The goal of the Navy’s ongoing review for a small surface combatant vessel is aimed at getting the most possible capability out of the ships, and includes cost, increasing lethality and survivability and perhaps making them bigger than the Littoral Combat Ships (LCS) the service is currently building, the Chief of Naval Operations Adm. Jonathan Greenert said Tuesday.

The USS Coronado (LCS-4): Photo: U.S. Navy
The USS Coronado (LCS-4): Photo: U.S. Navy

Greenert said the review ordered by Defense Secretary Chuck Hagel should be complete in the near future and the Navy still has “a few questions that we need to answer.” Greenert, speaking at an event hosted by the Center for Strategic and International Studies, said the questions are going to lethality, survivability, the possibility of adding an extension to the LCS hulls or taking a look at a new design.

“I am comfortable that what we have is good,” Greenert said, referring to the LCS. “The question is what do you want to do?

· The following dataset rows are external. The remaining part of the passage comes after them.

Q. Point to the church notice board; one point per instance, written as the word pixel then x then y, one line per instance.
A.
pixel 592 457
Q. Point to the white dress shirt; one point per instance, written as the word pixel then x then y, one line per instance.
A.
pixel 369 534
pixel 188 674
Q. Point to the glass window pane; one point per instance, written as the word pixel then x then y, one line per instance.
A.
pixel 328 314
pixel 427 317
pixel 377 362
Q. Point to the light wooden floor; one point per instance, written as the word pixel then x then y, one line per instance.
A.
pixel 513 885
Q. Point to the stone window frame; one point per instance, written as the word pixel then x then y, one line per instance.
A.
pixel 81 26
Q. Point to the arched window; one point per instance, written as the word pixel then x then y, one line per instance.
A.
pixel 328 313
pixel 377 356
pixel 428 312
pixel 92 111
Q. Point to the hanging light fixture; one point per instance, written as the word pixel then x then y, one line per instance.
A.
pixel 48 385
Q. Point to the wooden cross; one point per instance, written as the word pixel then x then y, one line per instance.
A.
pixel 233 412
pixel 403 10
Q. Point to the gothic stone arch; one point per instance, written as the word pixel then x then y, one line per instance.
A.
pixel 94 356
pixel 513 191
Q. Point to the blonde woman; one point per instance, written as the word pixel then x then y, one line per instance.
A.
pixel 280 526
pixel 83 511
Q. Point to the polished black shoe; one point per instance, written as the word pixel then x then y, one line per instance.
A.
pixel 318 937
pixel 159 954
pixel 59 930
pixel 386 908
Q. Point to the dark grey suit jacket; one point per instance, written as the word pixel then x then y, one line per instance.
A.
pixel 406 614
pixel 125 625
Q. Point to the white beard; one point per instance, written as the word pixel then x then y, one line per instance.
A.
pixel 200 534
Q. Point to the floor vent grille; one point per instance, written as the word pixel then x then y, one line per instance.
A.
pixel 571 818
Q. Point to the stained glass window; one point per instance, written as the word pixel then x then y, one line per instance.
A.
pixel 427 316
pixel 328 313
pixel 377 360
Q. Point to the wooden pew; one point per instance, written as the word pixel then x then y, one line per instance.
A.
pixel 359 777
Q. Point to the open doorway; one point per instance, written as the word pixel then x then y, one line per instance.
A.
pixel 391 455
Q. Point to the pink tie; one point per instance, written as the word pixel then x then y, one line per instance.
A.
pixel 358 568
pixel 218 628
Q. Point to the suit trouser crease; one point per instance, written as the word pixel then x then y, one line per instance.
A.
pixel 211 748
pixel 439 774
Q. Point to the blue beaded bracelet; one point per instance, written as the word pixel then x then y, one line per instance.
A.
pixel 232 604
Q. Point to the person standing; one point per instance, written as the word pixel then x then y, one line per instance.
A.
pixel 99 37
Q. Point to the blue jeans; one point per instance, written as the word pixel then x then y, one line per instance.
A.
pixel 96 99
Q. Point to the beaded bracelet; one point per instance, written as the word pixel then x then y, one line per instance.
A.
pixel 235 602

How do you get the most out of those last 20 ships?”

Hagel earlier this year said he was altering the Navy’s plan to buy 52 Littoral Combat Ships, scaling the number back by 20 ships and instructing the Navy to look at alternatives for the small surface combatant requirement. That could include LCSs with more firepower to make it more capable, or another type of ship all together.

The Navy is currently buying the LCS in two forms, the Lockheed Martin [LMT] mono-hull variant and the Austal USA trimaran version. The Pentagon has been keeping a tight lid on the results of the task force preliminary review that was completed in July, saying no decisions will be released until after work is completed on the fiscal 2016 budget this fall.